본 발명에서 사용된 “재조합 벡터”는 적합한 숙주세포 내로 형질전환된 후, 숙주세포의 게놈과 무관하게 복제 가능하거나 게놈 그 자체에 봉합될 수 있다. 이때, 상기 "적합한 숙주세포"는 벡터가 복제 가능한 것으로서 복제가 개시되는 특정 염기서열인 복제 원점을 포함할 수 있다. The “recombinant vector” used in the present invention can be transformed into a suitable host cell and then replicate independently of the host cell's genome or can be incorporated into the genome itself. At this time, the “suitable host cell” is a vector capable of replication and may include an origin of replication, which is a specific base sequence at which replication is initiated.

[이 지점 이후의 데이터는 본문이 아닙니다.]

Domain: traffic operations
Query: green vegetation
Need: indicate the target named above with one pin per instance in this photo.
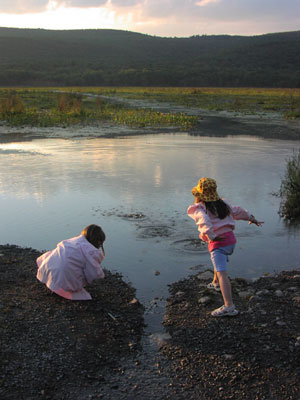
(37, 57)
(44, 107)
(86, 105)
(244, 100)
(290, 190)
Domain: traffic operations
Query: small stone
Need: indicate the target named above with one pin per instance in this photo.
(204, 300)
(228, 356)
(280, 323)
(205, 275)
(292, 289)
(245, 294)
(262, 292)
(254, 298)
(278, 293)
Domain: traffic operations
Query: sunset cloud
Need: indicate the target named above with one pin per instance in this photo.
(157, 17)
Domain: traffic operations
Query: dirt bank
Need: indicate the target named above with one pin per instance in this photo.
(52, 348)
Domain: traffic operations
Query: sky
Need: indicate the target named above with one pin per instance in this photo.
(170, 18)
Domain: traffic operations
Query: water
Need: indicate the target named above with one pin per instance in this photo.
(138, 190)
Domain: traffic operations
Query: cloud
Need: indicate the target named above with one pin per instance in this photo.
(166, 17)
(203, 3)
(22, 7)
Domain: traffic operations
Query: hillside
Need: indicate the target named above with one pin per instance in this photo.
(38, 57)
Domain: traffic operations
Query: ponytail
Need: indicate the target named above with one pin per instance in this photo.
(218, 208)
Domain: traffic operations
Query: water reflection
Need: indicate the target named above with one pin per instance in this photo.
(51, 188)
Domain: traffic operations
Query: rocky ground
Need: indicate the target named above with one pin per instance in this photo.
(255, 355)
(52, 348)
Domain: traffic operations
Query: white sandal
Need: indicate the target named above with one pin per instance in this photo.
(214, 286)
(225, 312)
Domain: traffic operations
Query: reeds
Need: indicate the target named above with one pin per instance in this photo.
(290, 190)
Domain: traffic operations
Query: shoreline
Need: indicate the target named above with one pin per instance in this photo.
(56, 349)
(210, 123)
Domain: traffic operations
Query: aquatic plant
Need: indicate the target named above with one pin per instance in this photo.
(290, 190)
(51, 107)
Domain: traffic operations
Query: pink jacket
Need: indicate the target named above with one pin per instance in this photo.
(70, 266)
(211, 226)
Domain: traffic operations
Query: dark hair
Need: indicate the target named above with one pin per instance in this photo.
(218, 208)
(94, 234)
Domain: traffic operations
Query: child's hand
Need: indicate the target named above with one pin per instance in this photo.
(253, 220)
(218, 239)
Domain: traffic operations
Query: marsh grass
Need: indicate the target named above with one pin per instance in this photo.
(244, 100)
(82, 105)
(290, 190)
(51, 107)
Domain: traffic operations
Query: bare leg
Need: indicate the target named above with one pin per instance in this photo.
(225, 287)
(215, 280)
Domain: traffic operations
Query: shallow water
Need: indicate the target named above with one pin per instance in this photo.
(138, 190)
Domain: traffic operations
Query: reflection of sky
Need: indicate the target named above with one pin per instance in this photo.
(50, 190)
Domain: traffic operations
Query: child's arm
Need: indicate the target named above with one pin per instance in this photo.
(253, 220)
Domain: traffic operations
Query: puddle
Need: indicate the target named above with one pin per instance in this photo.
(191, 245)
(153, 231)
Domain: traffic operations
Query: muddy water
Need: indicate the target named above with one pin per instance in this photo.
(138, 190)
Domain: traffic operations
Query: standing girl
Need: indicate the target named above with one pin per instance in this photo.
(215, 219)
(73, 264)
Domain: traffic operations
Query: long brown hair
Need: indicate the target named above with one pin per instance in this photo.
(218, 208)
(94, 234)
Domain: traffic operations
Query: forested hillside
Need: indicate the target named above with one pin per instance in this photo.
(37, 57)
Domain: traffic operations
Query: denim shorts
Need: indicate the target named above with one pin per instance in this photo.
(219, 257)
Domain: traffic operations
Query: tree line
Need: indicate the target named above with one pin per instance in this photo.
(37, 57)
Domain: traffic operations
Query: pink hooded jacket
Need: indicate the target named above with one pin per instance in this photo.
(73, 264)
(210, 225)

상기 형질전환은 숙주세포에 따라 적합한 벡터 도입 기술이 선택되어 목적하는 유전자를 숙주세포 내에서 발현시킬 수 있다. 예를 들면, 벡터 도입은 전기천공법(electroporation), 열 충격(heat-shock), 인산칼슘(CaPO4) 침전, 염화칼슘(CaCl2) 침전, 미세주입법(microinjection), 폴리에틸렌글리콜(PEG)법, DEAE-덱스트란법, 양이온 리포좀법, 초산 리튬-DMSO법, 또는 이들의 조합에 의해 수행될 수 있다. 형질전환된 유전자는 숙주세포 내에서 발현될 수 있으면 숙주세포의 염색체 내 삽입 또는 염색체 외에 위치하고 있는 것이든 제한하지 않고 포함될 수 있다.For the transformation, an appropriate vector introduction technology is selected depending on the host cell to express the desired gene in the host cell. For example, vector introduction can be performed using electroporation, heat-shock, calcium phosphate (CaPO4) precipitation, calcium chloride (CaCl2) precipitation, microinjection, polyethylene glycol (PEG) method, DEAE- It may be performed by the dextran method, the cationic liposome method, the lithium acetate-DMSO method, or a combination thereof. As long as the transformed gene can be expressed within the host cell, it can be included without limitation, whether it is inserted into the chromosome of the host cell or located outside the chromosome.
상기 숙주세포는 생체내 또는 시험관내에서 본 발명의 재조합 벡터 또는 폴리뉴클레오티드로 형질감염, 형질전환, 또는 감염된 세포를 포함한다. 본 발명의 재조합 벡터를 포함하는 숙주 세포는 재조합 숙주 세포, 재조합 세포 또는 재조합 미생물이다.The host cells include cells transfected, transformed, or infected with the recombinant vector or polynucleotide of the present invention in vivo or in vitro. The host cell containing the recombinant vector of the present invention is a recombinant host cell, a recombinant cell, or a recombinant microorganism.
또한, 본 발명에 의한 재조합 벡터는 선택 마커(selection marker)를 포함할 수 있는데, 상기 선택 마커는 벡터로 형질전환된 형질전환체 (숙주세포)를 선별하기 위한 것으로서 상기 선택 마커가 처리된 배지에서 선택 마커를 발현하는 세포만 생존할 수 있기 때문에, 형질전환 된 세포의 선별이 가능하다. 상기 선택 마커는 대표적인 예로 카나마이신, 스트렙토마이신, 클로람페니콜 등이 있으나, 이에 한정되는 것은 아니다.In addition, the recombinant vector according to the present invention may include a selection marker, which is used to select transformants (host cells) transformed with the vector, and is used in the medium treated with the selection marker. Because only cells expressing the selection marker are viable, selection of transformed cells is possible. Representative examples of the selection marker include kanamycin, streptomycin, and chloramphenicol, but are not limited thereto.
본 발명의 형질전환용 재조합 벡터 내에 삽입된 유전자들은 상동성 재조합 교차로 인하여 코리네박테리움 속 미생물과 같은 숙주세포 내로 치환될 수 있다.Genes inserted into the recombinant vector for transformation of the present invention can be replaced into host cells such as microorganisms of the Corynebacterium genus due to homologous recombination crossing.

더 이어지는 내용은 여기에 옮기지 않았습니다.